Aviation safety seminar encourages pilots to know their limits

CASA's safety seminar was attended by 40 local pilots, all with different backgrounds and experiences. Pictures: MIKAYLA VAN LOON.

By Mikayla van Loon

Pilots from all around the region and beyond joined the first local safety seminar in two years at Mount Evelyn on Wednesday 18 May.

Around 40 men and women, from private and recreational to commercial pilots with either a few years experience or decades worth gathered to learn about ‘pushing the envelope’ when it comes to safety and human error.

The Civil Aviation Safety Authority (CASA) event focused on physical and mental stressors or impairments that can impact pilots when in control of an aircraft.

Aviation safety advisor Tim Penney said this event formed part of CASA’s education campaign run all around the country.

“We do more than about 150 of these all over the country from towns big and small, city and rural and we normally take the roadshow through Lilydale at least once a year,” he said.

“We send an open invite to all the local pilots who fly usually in places like Lilydale and Coldstream and we run a two hour information session talking about aviation safety. So how to fly better, how to put in place little bits and pieces to make all pilots safer pilots.”

With a fairly large population of pilots out in the Yarra Ranges, Mr Penney said it is the ideal location to host safety sessions.

For many of the attendants it was the first seminar they had been able to attend because of the pandemic.

Mount Waverley resident Cameron Dorrough, who has been flying planes for about four years, said having missed the session at Moorabbin, he decided to take the trip to Mount Evelyn.

“I’m doing a little bit of training at Lilydale because I got my private pilot’s licence at Moorabbin, so I’ve been trying to get into some faster planes, plus the grass runway [is different] so it is a bit softer,” he said.

While much of what was spoken about at the seminar was relating to the importance of being mentally and physically fit, Mr Dorrough said he felt much of it could be applied to everyday life.

Growing up in northern Queensland, Mr Dorrough said he never had the opportunity to learn to fly, particularly because of the cost involved but in the last few years he regained the passion to learn.

“It gives you another dimension really. You get to experience Melbourne and parts of Victoria too that I had no idea existed because all of a sudden everything’s a lot closer and what might take six hours to drive in a car takes one in a plane,” he said.

“It’s like being on top of a mountain, the view that you’d get from the top of a mountain but you’re moving so the scenery is changing all the time.”

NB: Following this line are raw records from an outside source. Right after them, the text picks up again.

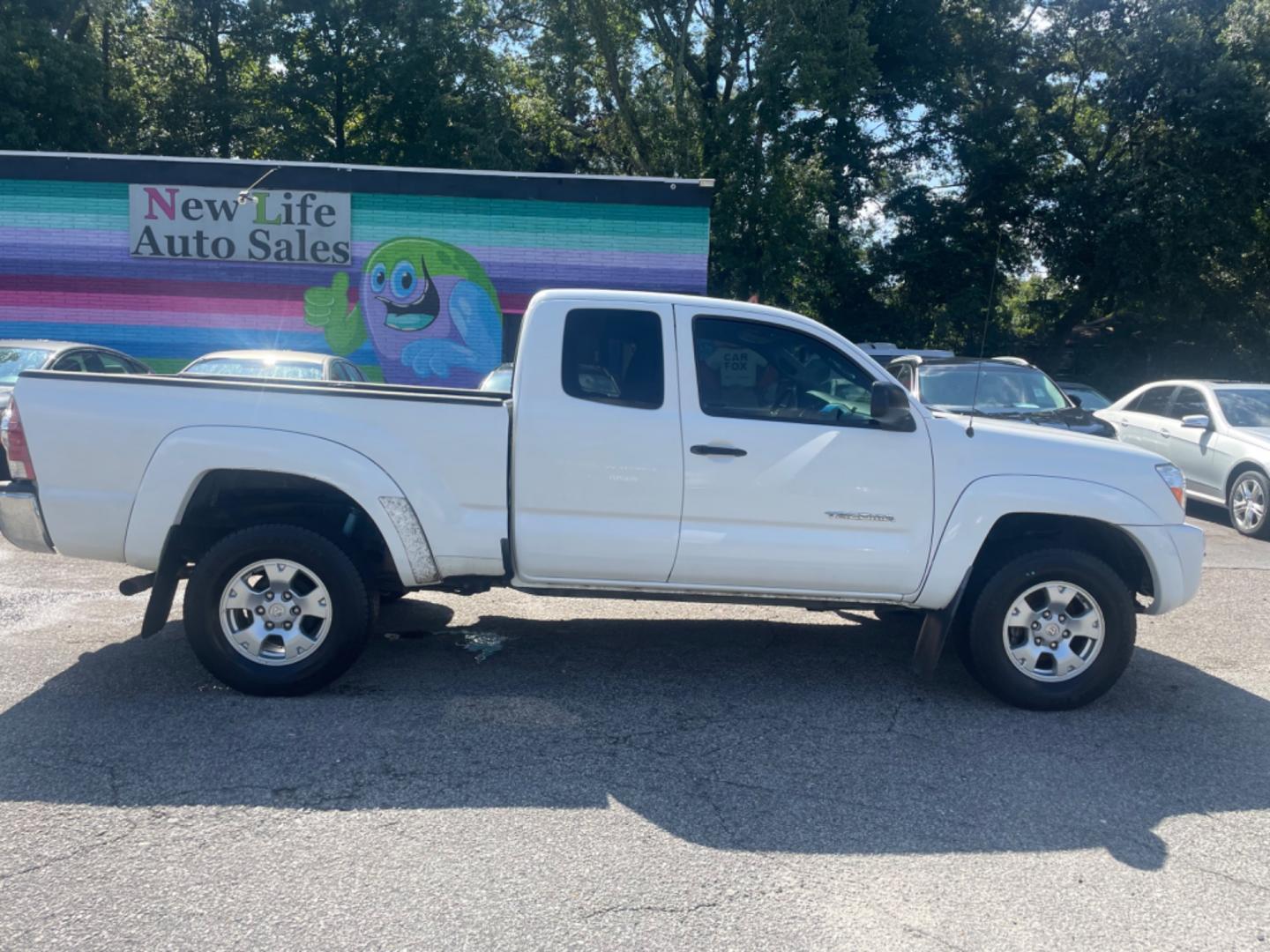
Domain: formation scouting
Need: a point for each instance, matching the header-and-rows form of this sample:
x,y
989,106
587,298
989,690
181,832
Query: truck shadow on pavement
x,y
733,734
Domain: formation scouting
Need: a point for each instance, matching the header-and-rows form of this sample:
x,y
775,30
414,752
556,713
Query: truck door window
x,y
761,371
614,357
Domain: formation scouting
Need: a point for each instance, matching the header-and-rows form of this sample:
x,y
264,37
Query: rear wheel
x,y
1052,629
277,609
1247,504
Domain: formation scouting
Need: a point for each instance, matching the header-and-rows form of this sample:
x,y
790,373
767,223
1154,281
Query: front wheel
x,y
1052,629
1247,504
277,609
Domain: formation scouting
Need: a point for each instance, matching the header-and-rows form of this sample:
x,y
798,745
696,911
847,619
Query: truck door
x,y
597,460
788,484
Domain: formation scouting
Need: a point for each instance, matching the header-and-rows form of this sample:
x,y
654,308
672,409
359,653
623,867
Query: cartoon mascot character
x,y
430,310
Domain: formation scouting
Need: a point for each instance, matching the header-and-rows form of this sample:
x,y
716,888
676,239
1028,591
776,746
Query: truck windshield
x,y
1002,389
1246,406
16,360
273,369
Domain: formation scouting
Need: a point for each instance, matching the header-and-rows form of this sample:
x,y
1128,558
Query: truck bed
x,y
446,450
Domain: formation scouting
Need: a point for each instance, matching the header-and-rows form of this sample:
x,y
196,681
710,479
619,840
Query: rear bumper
x,y
20,519
1175,555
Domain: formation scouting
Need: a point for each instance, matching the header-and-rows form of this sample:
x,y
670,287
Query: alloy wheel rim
x,y
274,612
1249,504
1053,631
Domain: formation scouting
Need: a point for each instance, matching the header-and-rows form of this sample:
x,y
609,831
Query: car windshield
x,y
1246,406
16,360
1090,398
1002,389
256,367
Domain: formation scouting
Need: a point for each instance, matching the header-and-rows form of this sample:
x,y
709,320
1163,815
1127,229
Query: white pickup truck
x,y
653,446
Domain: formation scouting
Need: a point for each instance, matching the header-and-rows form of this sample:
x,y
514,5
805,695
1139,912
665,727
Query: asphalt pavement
x,y
527,773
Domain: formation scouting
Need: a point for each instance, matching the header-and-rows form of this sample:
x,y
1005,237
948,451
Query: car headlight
x,y
1174,479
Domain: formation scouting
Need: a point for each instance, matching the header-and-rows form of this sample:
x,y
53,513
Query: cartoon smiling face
x,y
399,283
407,299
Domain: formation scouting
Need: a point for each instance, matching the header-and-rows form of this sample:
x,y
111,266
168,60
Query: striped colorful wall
x,y
66,271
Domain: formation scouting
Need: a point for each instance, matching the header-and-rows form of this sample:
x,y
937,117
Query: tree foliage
x,y
880,164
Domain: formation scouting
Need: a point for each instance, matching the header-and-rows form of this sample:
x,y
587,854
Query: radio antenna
x,y
983,334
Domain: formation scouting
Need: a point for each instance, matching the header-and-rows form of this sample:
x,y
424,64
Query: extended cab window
x,y
615,357
761,371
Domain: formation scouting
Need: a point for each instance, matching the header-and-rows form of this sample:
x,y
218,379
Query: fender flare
x,y
187,455
990,498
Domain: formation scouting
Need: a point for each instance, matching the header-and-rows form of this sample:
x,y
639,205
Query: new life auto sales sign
x,y
211,225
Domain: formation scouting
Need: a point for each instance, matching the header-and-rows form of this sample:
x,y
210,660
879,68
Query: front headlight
x,y
1174,479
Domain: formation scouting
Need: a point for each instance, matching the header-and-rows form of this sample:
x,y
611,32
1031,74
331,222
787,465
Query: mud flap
x,y
935,632
163,591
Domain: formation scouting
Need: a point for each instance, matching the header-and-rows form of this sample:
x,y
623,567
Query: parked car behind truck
x,y
1217,432
727,450
274,365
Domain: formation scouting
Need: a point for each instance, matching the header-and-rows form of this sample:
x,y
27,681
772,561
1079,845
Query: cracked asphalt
x,y
625,775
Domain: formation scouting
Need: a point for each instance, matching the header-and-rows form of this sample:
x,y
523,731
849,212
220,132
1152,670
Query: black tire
x,y
349,605
990,663
1260,530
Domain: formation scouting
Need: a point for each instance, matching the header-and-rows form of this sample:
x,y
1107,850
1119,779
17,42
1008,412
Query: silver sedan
x,y
1217,432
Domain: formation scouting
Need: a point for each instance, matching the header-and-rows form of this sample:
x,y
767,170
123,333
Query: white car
x,y
1217,432
654,446
274,365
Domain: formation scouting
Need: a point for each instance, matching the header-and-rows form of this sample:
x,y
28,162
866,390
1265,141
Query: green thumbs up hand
x,y
328,308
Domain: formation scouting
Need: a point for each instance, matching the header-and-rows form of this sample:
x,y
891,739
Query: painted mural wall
x,y
430,280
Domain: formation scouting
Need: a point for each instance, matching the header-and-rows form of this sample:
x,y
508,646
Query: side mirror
x,y
889,406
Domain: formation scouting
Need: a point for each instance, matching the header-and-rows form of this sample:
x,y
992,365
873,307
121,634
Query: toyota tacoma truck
x,y
651,446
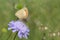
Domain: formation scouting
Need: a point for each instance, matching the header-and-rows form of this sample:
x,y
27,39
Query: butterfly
x,y
22,13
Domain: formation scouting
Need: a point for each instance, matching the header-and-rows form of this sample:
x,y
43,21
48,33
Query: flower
x,y
23,30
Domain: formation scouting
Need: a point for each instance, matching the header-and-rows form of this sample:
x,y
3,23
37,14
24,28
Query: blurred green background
x,y
42,13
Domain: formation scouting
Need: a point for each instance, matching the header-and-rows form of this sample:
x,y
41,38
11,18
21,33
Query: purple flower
x,y
23,30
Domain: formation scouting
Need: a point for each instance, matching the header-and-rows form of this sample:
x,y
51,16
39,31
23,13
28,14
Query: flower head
x,y
23,30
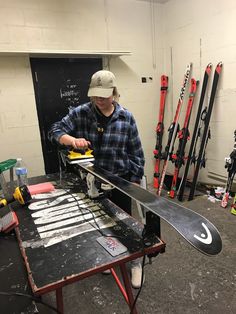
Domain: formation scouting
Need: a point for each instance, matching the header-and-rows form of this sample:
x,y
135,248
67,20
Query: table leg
x,y
128,287
59,298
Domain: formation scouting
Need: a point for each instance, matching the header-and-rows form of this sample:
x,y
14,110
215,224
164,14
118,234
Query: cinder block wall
x,y
203,32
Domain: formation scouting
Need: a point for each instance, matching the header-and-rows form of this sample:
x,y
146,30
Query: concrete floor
x,y
181,280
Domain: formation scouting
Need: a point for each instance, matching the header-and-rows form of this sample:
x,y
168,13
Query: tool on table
x,y
79,155
4,166
8,222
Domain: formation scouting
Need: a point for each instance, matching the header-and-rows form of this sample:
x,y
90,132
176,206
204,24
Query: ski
x,y
230,165
194,228
206,129
195,134
159,131
183,135
233,206
174,128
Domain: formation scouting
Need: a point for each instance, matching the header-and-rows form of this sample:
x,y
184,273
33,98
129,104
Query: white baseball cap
x,y
102,84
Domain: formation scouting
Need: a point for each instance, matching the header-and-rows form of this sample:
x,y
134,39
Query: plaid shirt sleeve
x,y
118,150
75,123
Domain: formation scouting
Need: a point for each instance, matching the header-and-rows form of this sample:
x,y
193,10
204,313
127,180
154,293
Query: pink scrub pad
x,y
41,188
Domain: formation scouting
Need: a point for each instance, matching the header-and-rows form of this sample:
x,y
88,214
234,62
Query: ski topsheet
x,y
173,129
196,229
195,131
205,135
159,131
183,135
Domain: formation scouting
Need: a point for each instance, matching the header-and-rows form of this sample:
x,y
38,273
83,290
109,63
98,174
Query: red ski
x,y
159,131
183,135
173,129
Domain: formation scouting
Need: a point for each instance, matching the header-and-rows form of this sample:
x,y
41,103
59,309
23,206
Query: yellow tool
x,y
78,154
21,194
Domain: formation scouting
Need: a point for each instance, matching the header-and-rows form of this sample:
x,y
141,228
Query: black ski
x,y
183,136
173,129
196,229
206,130
195,132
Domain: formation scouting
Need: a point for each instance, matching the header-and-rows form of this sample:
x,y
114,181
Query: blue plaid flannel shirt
x,y
118,151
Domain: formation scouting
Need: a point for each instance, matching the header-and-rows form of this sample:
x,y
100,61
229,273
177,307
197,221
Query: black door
x,y
59,84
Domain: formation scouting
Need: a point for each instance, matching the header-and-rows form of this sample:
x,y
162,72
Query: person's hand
x,y
80,143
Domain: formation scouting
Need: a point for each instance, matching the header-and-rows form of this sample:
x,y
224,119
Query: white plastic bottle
x,y
21,173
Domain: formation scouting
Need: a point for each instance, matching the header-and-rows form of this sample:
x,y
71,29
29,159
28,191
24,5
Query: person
x,y
111,131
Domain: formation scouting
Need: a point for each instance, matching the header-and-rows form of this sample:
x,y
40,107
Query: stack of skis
x,y
199,138
230,165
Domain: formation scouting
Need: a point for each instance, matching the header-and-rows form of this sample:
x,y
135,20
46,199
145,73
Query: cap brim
x,y
100,92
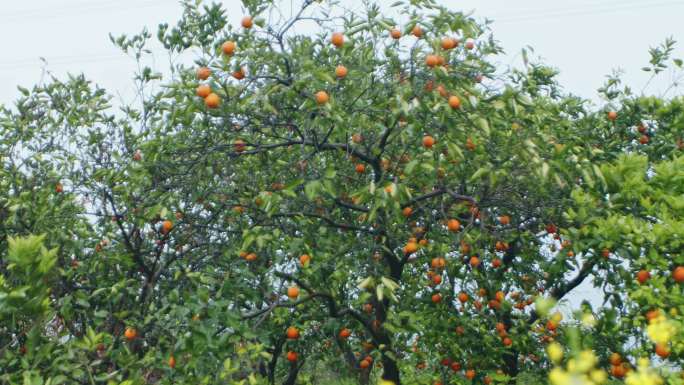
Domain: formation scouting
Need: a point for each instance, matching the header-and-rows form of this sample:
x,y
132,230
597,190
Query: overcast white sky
x,y
585,39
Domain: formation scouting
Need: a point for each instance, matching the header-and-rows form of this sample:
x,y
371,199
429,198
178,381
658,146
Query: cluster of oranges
x,y
211,99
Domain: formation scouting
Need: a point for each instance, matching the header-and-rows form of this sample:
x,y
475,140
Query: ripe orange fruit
x,y
203,91
618,371
428,141
293,292
449,43
292,356
501,246
662,351
551,325
454,102
322,97
615,359
453,225
438,263
228,47
166,226
643,276
470,44
417,31
442,91
345,333
470,374
340,71
337,39
130,333
212,100
678,274
247,22
292,333
410,248
239,74
203,73
431,60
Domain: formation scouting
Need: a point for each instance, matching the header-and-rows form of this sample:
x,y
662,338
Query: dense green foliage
x,y
156,243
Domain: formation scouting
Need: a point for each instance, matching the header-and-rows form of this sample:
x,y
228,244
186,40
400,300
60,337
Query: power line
x,y
583,12
77,9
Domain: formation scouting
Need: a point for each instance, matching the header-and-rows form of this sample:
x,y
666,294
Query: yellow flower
x,y
555,352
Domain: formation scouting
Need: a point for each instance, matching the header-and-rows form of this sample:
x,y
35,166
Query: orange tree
x,y
372,198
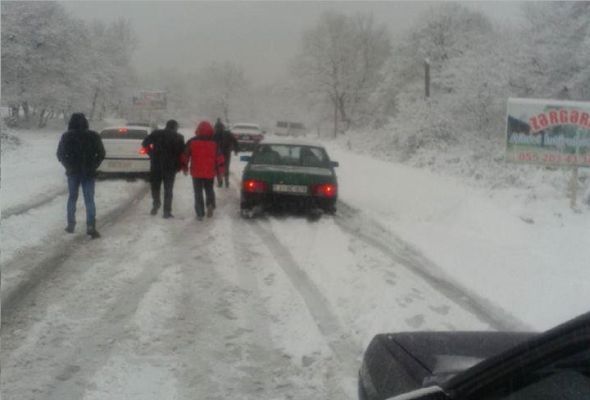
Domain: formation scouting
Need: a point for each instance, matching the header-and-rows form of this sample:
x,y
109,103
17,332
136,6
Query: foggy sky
x,y
263,37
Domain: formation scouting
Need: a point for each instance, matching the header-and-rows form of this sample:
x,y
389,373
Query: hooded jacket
x,y
80,150
201,151
165,149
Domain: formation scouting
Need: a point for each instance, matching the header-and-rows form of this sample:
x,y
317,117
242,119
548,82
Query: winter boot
x,y
92,232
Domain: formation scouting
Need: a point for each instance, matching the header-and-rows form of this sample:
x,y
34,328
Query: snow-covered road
x,y
274,308
224,308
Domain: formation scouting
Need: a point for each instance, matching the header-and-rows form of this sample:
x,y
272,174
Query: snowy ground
x,y
277,308
528,255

For Croydon resident Danny Williams, who was finally able to get his private pilot licence after Covid-19 cancelled it three times, he was hopeful the CASA session would continue his learning about flying.

“I’ve been to one before and they go through some in-depth scenarios and stuff you want to know before you have to do it yourself,” he said.

This session primarily touched on things like fatigue and distractions, showing examples of highly experienced pilots just making slight errors that caused close calls or had major impacts.

“There’s no such thing as a pilot that knows everything. So let’s get together, do some information exchange and hopefully take away a few little gold nuggets that people can use and apply to their own flying to make them safer pilots,” Mr Penney said.

Part of the face to face session Mr Penney said was also about breaking down barriers between a federal government body and local pilots.

“The mere fact that people have come out tonight indicates to us that they have a good safety culture and it’s our aim to try and make that even better.”